Lutte contre le trafic d’espèces sauvages: des actions ciblées pour le secteur des transports

11 février 2015

Une rencontre sans précédent, réunissant les entreprises phares du transport international de marchandises et des experts en matière de commerce d'espèces sauvages a posé les jalons du processus de renforcement des partenariats, en vue de l’élimination du risque de facilitation du trafic d'espèces de faune et de flore sauvages.

Des représentants d'entreprises de transport et de logistique se sont joints aux discussions de TRAFFIC et de l'OMD et, ensemble, ils ont procédé à un examen exhaustif du secteur des transports, maillon manquant des trains de mesures à prendre, pour combattre la criminalité liée aux espèces sauvages.

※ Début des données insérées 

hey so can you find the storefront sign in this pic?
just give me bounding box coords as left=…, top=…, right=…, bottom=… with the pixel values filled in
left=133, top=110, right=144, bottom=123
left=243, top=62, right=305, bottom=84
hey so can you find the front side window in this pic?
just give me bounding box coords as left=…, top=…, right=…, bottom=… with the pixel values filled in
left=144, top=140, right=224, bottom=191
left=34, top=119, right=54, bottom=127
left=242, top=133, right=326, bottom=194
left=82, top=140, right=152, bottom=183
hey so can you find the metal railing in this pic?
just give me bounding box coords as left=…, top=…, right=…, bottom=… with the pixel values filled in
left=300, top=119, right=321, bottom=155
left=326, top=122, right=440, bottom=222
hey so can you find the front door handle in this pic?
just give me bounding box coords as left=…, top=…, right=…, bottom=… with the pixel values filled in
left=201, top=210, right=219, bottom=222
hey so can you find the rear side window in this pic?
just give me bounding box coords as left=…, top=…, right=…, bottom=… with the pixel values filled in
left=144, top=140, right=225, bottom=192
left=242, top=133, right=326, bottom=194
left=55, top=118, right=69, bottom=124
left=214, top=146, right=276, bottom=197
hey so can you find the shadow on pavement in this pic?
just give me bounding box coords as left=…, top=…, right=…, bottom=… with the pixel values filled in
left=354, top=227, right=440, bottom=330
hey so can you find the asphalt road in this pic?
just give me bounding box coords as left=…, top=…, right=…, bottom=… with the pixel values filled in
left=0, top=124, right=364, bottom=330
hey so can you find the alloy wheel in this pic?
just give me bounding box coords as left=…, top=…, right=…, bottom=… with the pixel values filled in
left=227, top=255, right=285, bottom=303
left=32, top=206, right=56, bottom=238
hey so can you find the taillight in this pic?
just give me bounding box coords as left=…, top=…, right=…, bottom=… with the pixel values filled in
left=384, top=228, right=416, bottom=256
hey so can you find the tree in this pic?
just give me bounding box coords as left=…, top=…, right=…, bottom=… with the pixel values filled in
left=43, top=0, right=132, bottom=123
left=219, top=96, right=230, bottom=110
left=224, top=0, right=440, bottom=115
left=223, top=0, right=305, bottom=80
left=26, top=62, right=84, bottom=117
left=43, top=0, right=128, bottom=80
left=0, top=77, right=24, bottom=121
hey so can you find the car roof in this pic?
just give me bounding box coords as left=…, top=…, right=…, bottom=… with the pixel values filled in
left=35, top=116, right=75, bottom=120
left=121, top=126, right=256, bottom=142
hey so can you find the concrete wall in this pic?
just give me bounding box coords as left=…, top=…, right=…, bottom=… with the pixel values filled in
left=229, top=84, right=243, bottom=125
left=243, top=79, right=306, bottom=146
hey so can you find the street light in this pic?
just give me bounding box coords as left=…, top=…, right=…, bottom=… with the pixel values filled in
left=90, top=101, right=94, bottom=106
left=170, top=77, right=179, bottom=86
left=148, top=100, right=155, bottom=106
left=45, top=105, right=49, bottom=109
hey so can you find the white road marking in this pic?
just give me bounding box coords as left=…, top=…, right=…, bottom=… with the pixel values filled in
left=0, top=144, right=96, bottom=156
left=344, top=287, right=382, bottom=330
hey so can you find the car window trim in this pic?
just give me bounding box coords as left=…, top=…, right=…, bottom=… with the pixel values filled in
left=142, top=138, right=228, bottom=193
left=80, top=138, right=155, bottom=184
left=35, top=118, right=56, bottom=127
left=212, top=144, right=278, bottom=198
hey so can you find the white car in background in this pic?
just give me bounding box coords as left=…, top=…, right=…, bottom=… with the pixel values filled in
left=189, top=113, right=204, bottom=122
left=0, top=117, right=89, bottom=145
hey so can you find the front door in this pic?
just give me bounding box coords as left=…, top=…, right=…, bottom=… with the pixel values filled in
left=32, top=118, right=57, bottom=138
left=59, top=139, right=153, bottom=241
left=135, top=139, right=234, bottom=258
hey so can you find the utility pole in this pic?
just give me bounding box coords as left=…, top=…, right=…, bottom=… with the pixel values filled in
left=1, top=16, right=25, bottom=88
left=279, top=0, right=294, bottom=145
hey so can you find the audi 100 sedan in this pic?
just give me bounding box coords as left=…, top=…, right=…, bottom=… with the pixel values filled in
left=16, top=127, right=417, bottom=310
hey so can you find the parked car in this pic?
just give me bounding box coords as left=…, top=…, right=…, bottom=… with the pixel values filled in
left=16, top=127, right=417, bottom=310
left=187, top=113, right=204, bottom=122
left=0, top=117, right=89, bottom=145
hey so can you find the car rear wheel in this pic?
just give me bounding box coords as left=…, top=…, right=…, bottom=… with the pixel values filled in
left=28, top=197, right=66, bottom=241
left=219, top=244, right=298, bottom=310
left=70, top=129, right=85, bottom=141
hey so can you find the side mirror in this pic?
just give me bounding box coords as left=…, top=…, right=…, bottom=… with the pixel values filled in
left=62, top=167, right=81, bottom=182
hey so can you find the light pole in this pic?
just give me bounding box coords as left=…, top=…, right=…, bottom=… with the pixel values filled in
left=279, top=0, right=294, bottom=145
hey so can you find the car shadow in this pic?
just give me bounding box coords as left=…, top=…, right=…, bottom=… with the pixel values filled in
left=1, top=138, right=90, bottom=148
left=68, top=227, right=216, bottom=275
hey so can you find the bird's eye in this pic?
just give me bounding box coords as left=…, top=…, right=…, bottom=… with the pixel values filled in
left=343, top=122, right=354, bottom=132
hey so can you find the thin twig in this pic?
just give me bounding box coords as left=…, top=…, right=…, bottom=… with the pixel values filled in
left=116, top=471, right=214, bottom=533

Cet atelier de deux jours s’est déroulé à Bangkok en Thaïlande, un des centres névralgiques du commerce d'espèces sauvages, sous les auspices du projet Wildlife Trafficking Response, Assessment and Priority Setting (TRAPS, projet de lutte contre le trafic d’espèces de faune et de flore sauvages, d’évaluation et de sélection des priorités), qui cible la contrebande transfrontalière d'espèces de faune et de flore sauvages.

TRAFFIC et l’UICN (Union internationale pour la conservation de la nature) sont les instigateurs du projet Wildlife TRAPS, que soutient l'Agence des États-Unis pour le développement international (USAID).

Les participants à l'atelier ont mis le doigt sur les maillons faibles de la chaîne logistique, bien souvent exploités par les trafiquants et ont discuté de la manière de les consolider, par un examen plus minutieux des politiques, des procédures et des pratiques.

Ils se sont également interrogés sur la complexité de la contrebande d'espèces de faune et de flore sauvages, sur les méthodes qu’elle utilise et les itinéraires empruntés, avant d'évaluer la valeur commerciale potentielle pour les transporteurs et le secteur logistique. L'attention s’est également portée sur l’influence que ces derniers peuvent exercer dans la lutte contre le phénomène.

Les représentants du secteur ont plaidé pour des solutions pratiques, qu'ils puissent intégrer à leurs procédures quotidiennes et aux pratiques déjà instituées, en limitant le surcoût.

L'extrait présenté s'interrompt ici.